O vakte kadar aşçılığı bir meslek olarak düşünmediğinden söz eden Maria Ekmekçioğlu’nu ayakta tutan tek yaşam kaynağı ise, yemek yapmak oluyor. Anne yemeklerini pişirerek ve ağabeyin en sevdiği tatlıları hazırlayarak teselli buluyor o günlerde. Ailesini yaptığı yemeklerle hatırlıyor, yaşatıyor… “Sonra babam dedi ki, o kadar tatlı yapıp evini berbat ediyorsun, bir pastane açalım, sen git bir de orayı berbat et.” sözleriyle devam eden tecrübeli aşçı, bu tavsiye üzerine 1982 yılında Selanik’te pastane açıyor, 1995 yılına kadar harika çikolataların da mimarı oluyor. Bu yolculuğunda babasının önerdiği 80’lik çikolata ustasının da katkıları büyük oluyor pek tabii. Maria’nın acı biberli, baharatlı çikolatalarını tadan bir daha tatmak için kapısını aşındırıyor.

“Tek gecede efsane olduk” 

Burada bir parantez açmak istiyorum. Maria’nın nev-i şahsına münhasır mutfak hikayesini dinlerken bir taraftan şaşırıyor bir taraftan da onu çok iyi anlıyorum. Mutfakla gönül birlikteliğini güçlü aile bağları, kültürel zenginlikler ve yaşanmışlıklar üzerine temellendiren derin bir iç dünyası ve tabiatı var onun. Tam manasıyla hedef odaklı olmasa da, neye elini atsa 12’den vurabilecek bir kabiliyet, yeterlilik ve cesarette benim kanaatimce. Cesaret diyorum çünkü Maria, tuğla döşer gibi inşa ettiği başarı duvarlarını elinin tersiyle yıkacak kadar da kendine güvenli biri. Eşinden boşanıp İstanbul’a dönüyor ama o çok iyi bildiği pastanecilikle devam etmiyor yoluna. Yepyeni yolculukları tercih ediyor, zor olduğunu bilse de!
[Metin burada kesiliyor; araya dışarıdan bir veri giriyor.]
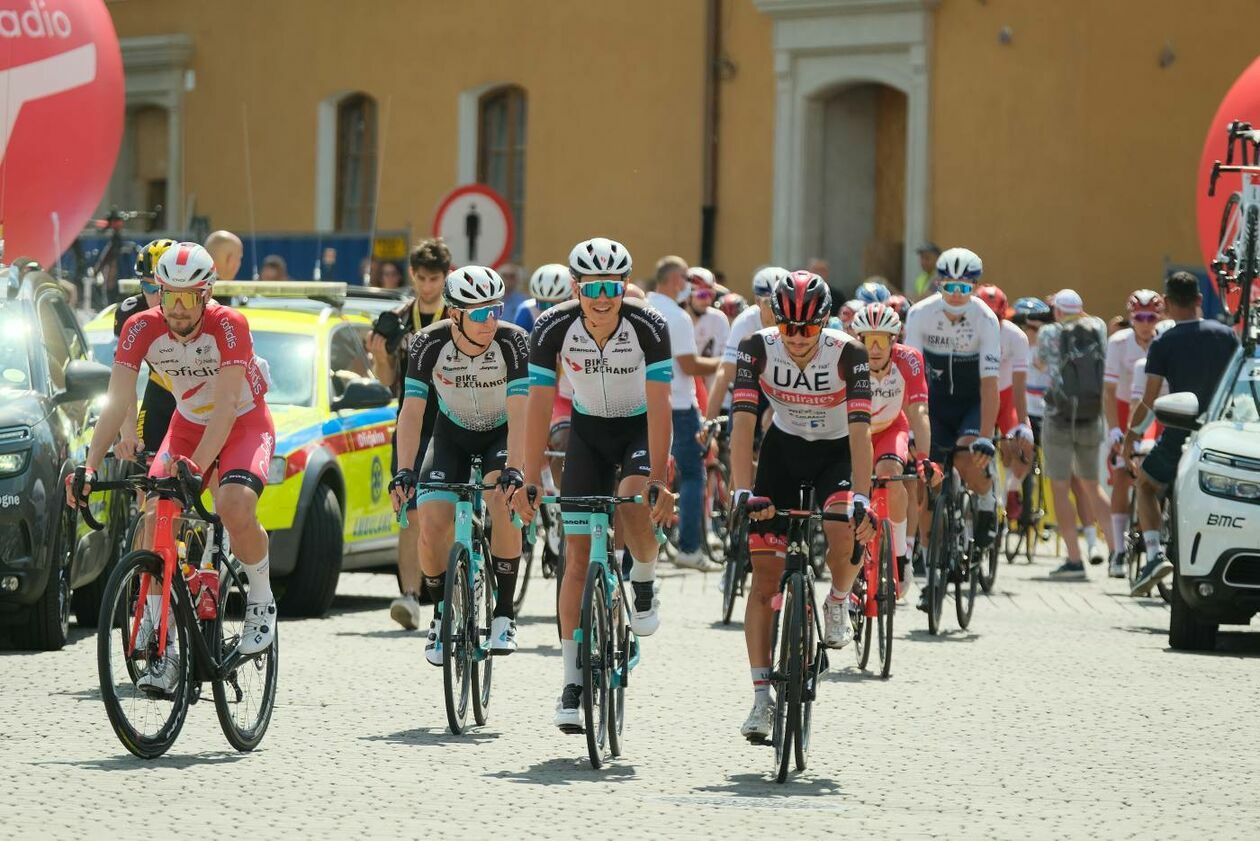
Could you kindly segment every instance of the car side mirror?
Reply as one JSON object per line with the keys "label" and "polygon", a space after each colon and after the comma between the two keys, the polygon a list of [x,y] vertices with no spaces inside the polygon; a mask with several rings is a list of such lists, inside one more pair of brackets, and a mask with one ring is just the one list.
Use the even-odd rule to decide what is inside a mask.
{"label": "car side mirror", "polygon": [[388,406],[394,399],[389,386],[371,377],[359,377],[346,384],[341,397],[332,402],[334,412],[352,409],[379,409]]}
{"label": "car side mirror", "polygon": [[1199,398],[1189,391],[1165,394],[1158,398],[1155,401],[1155,417],[1164,426],[1189,432],[1203,425],[1199,421]]}
{"label": "car side mirror", "polygon": [[110,369],[99,362],[72,359],[66,365],[66,388],[55,398],[57,405],[91,400],[109,391]]}

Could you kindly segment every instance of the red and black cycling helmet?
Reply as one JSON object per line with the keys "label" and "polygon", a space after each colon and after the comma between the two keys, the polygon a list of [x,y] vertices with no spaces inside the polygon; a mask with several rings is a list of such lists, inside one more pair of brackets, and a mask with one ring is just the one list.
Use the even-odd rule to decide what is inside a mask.
{"label": "red and black cycling helmet", "polygon": [[1138,289],[1125,302],[1129,315],[1136,312],[1149,312],[1156,315],[1164,311],[1164,297],[1154,289]]}
{"label": "red and black cycling helmet", "polygon": [[897,317],[902,321],[906,320],[906,313],[910,312],[910,301],[905,295],[893,295],[889,297],[887,301],[884,301],[884,306],[890,307],[893,312],[897,313]]}
{"label": "red and black cycling helmet", "polygon": [[993,310],[999,320],[1010,318],[1011,311],[1006,301],[1006,293],[992,283],[984,283],[976,287],[975,296]]}
{"label": "red and black cycling helmet", "polygon": [[775,287],[770,309],[780,324],[826,324],[831,317],[831,290],[813,272],[792,272]]}

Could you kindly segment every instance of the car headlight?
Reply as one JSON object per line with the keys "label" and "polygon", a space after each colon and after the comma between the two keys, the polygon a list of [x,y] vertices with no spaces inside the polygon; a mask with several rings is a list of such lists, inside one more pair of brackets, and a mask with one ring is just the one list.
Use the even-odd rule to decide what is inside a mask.
{"label": "car headlight", "polygon": [[26,469],[27,457],[30,454],[30,450],[22,450],[16,453],[0,453],[0,476],[13,476],[21,473]]}
{"label": "car headlight", "polygon": [[271,464],[267,467],[267,484],[279,485],[284,481],[284,475],[289,470],[289,461],[284,456],[272,456]]}
{"label": "car headlight", "polygon": [[1260,482],[1249,479],[1235,479],[1232,476],[1200,470],[1199,487],[1204,493],[1212,496],[1243,502],[1260,502]]}

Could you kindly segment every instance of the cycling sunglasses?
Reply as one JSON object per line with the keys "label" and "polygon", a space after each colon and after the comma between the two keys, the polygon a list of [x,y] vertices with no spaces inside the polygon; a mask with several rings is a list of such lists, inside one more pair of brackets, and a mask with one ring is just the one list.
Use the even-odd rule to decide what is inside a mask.
{"label": "cycling sunglasses", "polygon": [[784,336],[805,336],[812,339],[821,333],[822,329],[823,326],[821,324],[779,324],[779,333]]}
{"label": "cycling sunglasses", "polygon": [[941,282],[941,291],[947,295],[970,295],[971,290],[975,289],[974,283],[968,283],[965,280],[945,280]]}
{"label": "cycling sunglasses", "polygon": [[617,298],[624,295],[625,291],[624,280],[588,280],[578,284],[578,292],[583,298],[598,298],[600,295]]}
{"label": "cycling sunglasses", "polygon": [[162,287],[158,286],[156,283],[154,283],[151,280],[142,279],[140,281],[140,291],[146,295],[156,295],[158,293],[158,290],[160,290],[161,288]]}
{"label": "cycling sunglasses", "polygon": [[485,324],[490,319],[498,321],[503,317],[503,303],[486,304],[484,307],[473,307],[464,310],[464,315],[473,324]]}
{"label": "cycling sunglasses", "polygon": [[162,290],[162,309],[172,310],[179,304],[186,310],[195,309],[201,303],[201,293],[179,289]]}
{"label": "cycling sunglasses", "polygon": [[1159,313],[1157,312],[1135,312],[1129,316],[1130,321],[1136,321],[1141,324],[1154,324],[1159,321]]}
{"label": "cycling sunglasses", "polygon": [[887,333],[863,333],[862,344],[866,345],[868,348],[880,348],[881,350],[887,350],[888,346],[892,344],[892,336]]}
{"label": "cycling sunglasses", "polygon": [[697,301],[712,301],[714,292],[712,289],[692,289],[691,296]]}

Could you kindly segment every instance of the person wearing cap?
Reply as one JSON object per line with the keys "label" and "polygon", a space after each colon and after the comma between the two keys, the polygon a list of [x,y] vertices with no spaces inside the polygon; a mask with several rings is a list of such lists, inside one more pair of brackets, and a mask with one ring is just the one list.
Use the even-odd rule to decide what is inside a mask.
{"label": "person wearing cap", "polygon": [[748,307],[731,322],[722,353],[722,367],[718,369],[713,386],[709,389],[709,405],[705,407],[705,420],[712,420],[731,405],[730,387],[735,383],[735,362],[739,358],[739,343],[753,333],[775,325],[774,311],[770,309],[770,295],[774,285],[787,277],[787,269],[763,266],[753,275],[753,306]]}
{"label": "person wearing cap", "polygon": [[[1041,441],[1046,476],[1054,496],[1059,534],[1067,546],[1067,560],[1050,573],[1064,581],[1085,580],[1085,565],[1076,539],[1076,509],[1069,491],[1075,476],[1091,560],[1101,563],[1097,548],[1097,514],[1107,507],[1098,483],[1103,443],[1103,370],[1107,355],[1107,325],[1085,313],[1081,296],[1072,289],[1054,296],[1056,322],[1037,333],[1034,365],[1046,372],[1045,420]],[[1107,540],[1111,536],[1104,532]]]}
{"label": "person wearing cap", "polygon": [[914,287],[910,294],[916,301],[922,301],[932,294],[932,281],[936,277],[936,261],[941,256],[941,247],[934,242],[925,242],[915,249],[919,255],[919,274],[914,279]]}

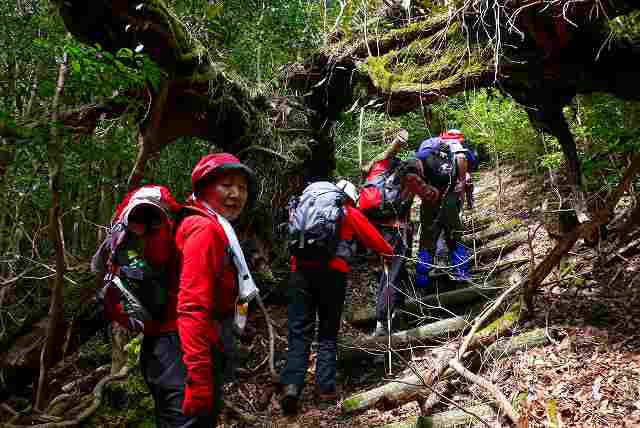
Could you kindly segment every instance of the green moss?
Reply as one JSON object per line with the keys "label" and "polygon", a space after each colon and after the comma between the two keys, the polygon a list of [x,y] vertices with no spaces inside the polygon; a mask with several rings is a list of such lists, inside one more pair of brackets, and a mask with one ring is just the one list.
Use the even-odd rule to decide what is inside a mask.
{"label": "green moss", "polygon": [[[428,26],[424,22],[419,24]],[[487,52],[482,47],[469,46],[460,23],[454,21],[401,49],[369,57],[359,68],[385,92],[442,90],[481,77],[487,71],[484,64],[490,62]]]}
{"label": "green moss", "polygon": [[345,400],[342,402],[342,413],[349,413],[352,412],[355,409],[359,409],[360,408],[360,399],[358,398],[358,396],[353,396],[351,398],[349,398],[348,400]]}
{"label": "green moss", "polygon": [[520,305],[513,305],[509,312],[505,312],[500,318],[496,319],[491,324],[478,331],[476,335],[481,337],[491,336],[499,330],[511,328],[515,326],[515,324],[520,320],[520,316]]}

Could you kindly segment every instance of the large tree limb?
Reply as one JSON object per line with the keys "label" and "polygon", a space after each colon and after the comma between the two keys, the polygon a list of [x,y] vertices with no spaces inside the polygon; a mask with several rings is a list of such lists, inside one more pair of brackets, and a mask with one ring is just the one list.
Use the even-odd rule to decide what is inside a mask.
{"label": "large tree limb", "polygon": [[[498,318],[490,328],[476,332],[473,335],[473,340],[468,343],[467,350],[490,345],[497,337],[510,331],[519,319],[519,309],[516,308],[507,312]],[[443,376],[449,367],[449,361],[457,353],[457,346],[452,343],[436,348],[431,352],[432,358],[428,369],[393,380],[369,391],[352,395],[342,403],[342,412],[353,413],[374,407],[393,409],[421,396],[428,395],[429,388]]]}

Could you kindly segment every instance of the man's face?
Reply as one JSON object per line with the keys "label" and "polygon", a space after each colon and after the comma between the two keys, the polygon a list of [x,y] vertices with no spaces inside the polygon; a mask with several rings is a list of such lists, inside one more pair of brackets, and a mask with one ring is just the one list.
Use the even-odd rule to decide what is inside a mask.
{"label": "man's face", "polygon": [[204,200],[229,221],[236,220],[249,197],[247,177],[240,171],[229,171],[203,189]]}

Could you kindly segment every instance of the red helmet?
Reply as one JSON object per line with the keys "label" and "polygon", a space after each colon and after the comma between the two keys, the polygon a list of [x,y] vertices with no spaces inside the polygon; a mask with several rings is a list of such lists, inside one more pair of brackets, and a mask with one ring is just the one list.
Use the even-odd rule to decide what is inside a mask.
{"label": "red helmet", "polygon": [[209,178],[231,170],[239,170],[247,177],[249,193],[247,203],[252,205],[256,197],[256,174],[230,153],[212,153],[200,159],[191,172],[191,187],[195,192],[197,183],[203,178]]}

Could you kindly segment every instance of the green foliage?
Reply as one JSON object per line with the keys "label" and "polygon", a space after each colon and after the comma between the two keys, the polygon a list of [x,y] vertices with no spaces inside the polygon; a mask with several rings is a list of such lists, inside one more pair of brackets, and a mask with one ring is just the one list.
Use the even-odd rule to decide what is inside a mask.
{"label": "green foliage", "polygon": [[640,103],[607,94],[576,98],[567,112],[587,189],[610,188],[621,178],[619,162],[640,151]]}
{"label": "green foliage", "polygon": [[609,28],[613,37],[634,43],[640,39],[640,11],[610,20]]}
{"label": "green foliage", "polygon": [[463,130],[473,144],[487,147],[494,156],[534,160],[543,149],[524,109],[488,90],[452,97],[434,111],[441,115],[443,129]]}
{"label": "green foliage", "polygon": [[386,136],[393,135],[400,128],[409,131],[409,141],[399,154],[408,158],[418,148],[420,142],[431,136],[422,114],[408,113],[400,117],[389,117],[386,113],[364,108],[362,130],[360,127],[361,109],[343,115],[336,128],[336,175],[358,183],[361,179],[358,166],[358,145],[362,138],[362,163],[367,164],[380,156],[387,148]]}
{"label": "green foliage", "polygon": [[[204,4],[202,27],[206,29],[199,33],[247,79],[269,81],[280,66],[302,59],[321,45],[322,3],[222,0]],[[178,10],[186,12],[184,6]]]}
{"label": "green foliage", "polygon": [[[43,43],[43,42],[39,42]],[[110,97],[131,88],[150,84],[159,89],[163,72],[146,54],[120,49],[115,55],[71,39],[63,48],[69,54],[69,65],[79,82],[90,85],[93,96]]]}

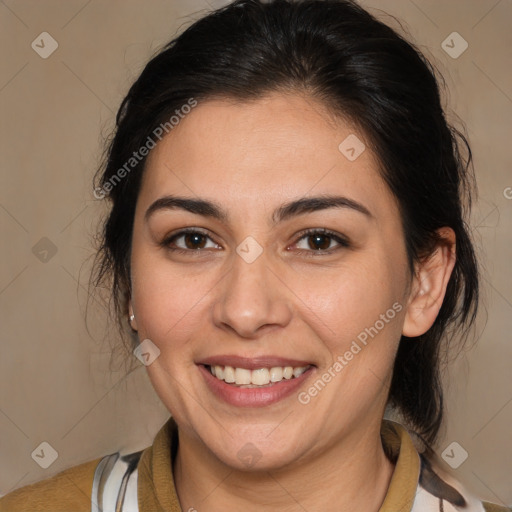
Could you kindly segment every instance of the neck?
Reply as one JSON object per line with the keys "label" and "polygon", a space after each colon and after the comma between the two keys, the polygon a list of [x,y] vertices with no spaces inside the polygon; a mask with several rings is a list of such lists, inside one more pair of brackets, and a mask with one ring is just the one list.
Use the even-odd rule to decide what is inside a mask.
{"label": "neck", "polygon": [[174,480],[185,511],[377,512],[394,469],[382,448],[380,422],[273,471],[238,471],[205,454],[196,439],[181,431],[179,440]]}

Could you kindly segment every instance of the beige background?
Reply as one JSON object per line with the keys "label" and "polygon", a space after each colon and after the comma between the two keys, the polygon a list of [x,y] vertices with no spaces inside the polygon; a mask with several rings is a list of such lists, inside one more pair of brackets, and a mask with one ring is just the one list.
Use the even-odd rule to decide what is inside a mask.
{"label": "beige background", "polygon": [[[94,457],[143,448],[168,417],[143,366],[127,376],[109,368],[100,306],[91,310],[92,338],[85,327],[91,237],[104,206],[92,196],[91,177],[101,134],[131,80],[198,10],[222,3],[0,2],[2,494]],[[404,22],[445,74],[450,105],[468,127],[487,313],[478,345],[452,367],[439,453],[457,441],[469,457],[455,474],[483,498],[512,504],[512,2],[363,4]],[[43,31],[59,45],[48,59],[31,48]],[[453,31],[469,43],[457,59],[441,48]],[[47,262],[32,249],[43,237],[57,249]],[[58,452],[48,469],[31,458],[43,441]]]}

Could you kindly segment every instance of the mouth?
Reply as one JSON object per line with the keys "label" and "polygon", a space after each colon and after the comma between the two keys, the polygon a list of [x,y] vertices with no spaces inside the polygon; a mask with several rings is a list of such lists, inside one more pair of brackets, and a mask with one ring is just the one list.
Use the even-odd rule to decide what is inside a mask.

Bu hikayenin devamında Maria, aile hatıralarını yaşattığı lezzetlerini eve gelen dostlarıyla paylaştıkça çoğalıyor, daha bir güçleniyor. “Ne zaman ki dostlarım soframa sığmaz oldular. Çok yakın da bir arkadaşımın tavsiyesiyle İstanbul’da ilk restoranımı açtım.” diyor  arkasından. Restoranın adı, Maria’nın Bahçesi. Etiler’de bir kuaför bahçesinden doğan 23 senelik emek, bir gazetecinin olumsuz yorumuyla tek gecede meşhur olan efsane markası. Nitekim Maria, konseptin bu başarısını “Hayatımın tek kötü eleştirisiydi ama aynı zamanda beni meşhur eden de bir gazeteciydi. Ondan sonra hakkımda bir kez olsun olumsuz yazı yazılmadı. Etiler, 4 ay açık kaldı ama efsane oldu.” sözleriyle destekliyor.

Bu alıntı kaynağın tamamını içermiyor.